FIGURE 1.

LPS induced impact of TTP, HUR, TIAR, and hnRNP K on mRNAs in macrophages. (A) TTP and HUR interact with U-rich elements in the 3′UTR of target mRNAs and regulate their stability and translation (Stoecklin et al., 2008; Tiedje et al., 2012, 2016; Sedlyarov et al., 2016). In non-induced cells bound TTP recruits the CCR4/NOT1 complex, which initiates 3′UTR deadenylation and 3′ to 5′ mRNA decay.

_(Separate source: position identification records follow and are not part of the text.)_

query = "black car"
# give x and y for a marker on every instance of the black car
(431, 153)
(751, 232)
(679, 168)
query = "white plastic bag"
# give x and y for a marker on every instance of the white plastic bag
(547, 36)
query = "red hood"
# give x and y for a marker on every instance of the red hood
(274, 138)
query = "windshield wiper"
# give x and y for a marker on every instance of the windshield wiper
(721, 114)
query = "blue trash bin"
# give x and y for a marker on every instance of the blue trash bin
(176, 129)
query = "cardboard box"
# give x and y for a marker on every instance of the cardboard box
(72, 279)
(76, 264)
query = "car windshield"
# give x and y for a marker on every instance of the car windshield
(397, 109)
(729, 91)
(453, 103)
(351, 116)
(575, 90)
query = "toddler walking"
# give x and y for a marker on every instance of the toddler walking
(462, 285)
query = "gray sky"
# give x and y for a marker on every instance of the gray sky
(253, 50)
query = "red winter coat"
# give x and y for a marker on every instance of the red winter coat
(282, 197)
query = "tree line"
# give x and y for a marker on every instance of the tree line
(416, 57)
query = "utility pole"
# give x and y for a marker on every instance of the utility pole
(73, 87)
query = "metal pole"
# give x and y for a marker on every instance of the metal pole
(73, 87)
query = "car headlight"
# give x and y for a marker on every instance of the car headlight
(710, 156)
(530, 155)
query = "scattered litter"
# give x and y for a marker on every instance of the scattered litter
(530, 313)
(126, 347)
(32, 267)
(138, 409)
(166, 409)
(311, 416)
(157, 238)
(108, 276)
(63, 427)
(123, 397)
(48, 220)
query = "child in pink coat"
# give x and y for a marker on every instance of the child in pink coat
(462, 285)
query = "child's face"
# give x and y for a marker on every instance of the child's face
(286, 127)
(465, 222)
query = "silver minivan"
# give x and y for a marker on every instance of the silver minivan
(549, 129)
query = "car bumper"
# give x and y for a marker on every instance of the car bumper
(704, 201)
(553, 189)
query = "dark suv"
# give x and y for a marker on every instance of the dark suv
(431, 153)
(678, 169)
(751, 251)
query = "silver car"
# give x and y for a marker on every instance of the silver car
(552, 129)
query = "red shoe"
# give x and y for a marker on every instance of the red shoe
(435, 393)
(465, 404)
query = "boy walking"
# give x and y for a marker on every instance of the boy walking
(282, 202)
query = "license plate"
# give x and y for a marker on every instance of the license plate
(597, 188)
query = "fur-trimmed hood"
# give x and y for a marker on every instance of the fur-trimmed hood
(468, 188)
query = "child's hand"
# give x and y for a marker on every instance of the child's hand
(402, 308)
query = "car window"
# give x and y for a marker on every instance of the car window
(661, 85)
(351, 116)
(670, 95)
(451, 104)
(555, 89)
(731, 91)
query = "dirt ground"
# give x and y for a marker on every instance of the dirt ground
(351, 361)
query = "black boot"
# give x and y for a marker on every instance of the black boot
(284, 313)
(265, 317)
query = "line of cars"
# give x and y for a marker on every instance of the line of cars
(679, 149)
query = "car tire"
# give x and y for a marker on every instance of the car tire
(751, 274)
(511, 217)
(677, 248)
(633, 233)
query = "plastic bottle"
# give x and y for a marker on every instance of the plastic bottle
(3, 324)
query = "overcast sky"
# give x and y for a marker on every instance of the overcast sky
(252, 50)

LPS induced TLR4 signaling activates MK2, which phosphorylates TTP leading to its sequestration by 14-3-3 proteins and subsequent abolition of deadenylation complex association. Following T¹¹⁸ phosphorylation by MK2 HUR accumulates in the cytoplasm where it mediates mRNA stabilization, disables decay complex formation and enhances translation. By controlling mRNA decay, TTP curtails the synthesis of inflammation related proteins in non-induced macrophages, and regulates their balanced expression in response to LPS conjointly with HUR. (B) TIAR binding to AREs causes translational repression of target mRNAs, which is diminished by a so far unknown mechanism in LPS activated macrophages, resulting in elevated synthesis of cytokines (Piecyk et al., 2000; Kharraz et al., 2016). TIAR dampens the expression of immune response associated proteins, which can be activated immediately in response to LPS. (C) HnRNP K bound to U/CCC_(n) elements in the mRNA 3′UTR inhibits target mRNA translation, but is released from the binding site following c-Src catalyzed tyrosine phosphorylation that is initiated in response to LPS dependent macrophage activation (Liepelt et al., 2014). Thereby a rapid LPS response facilitated by straight signaling molecule synthesis can be established.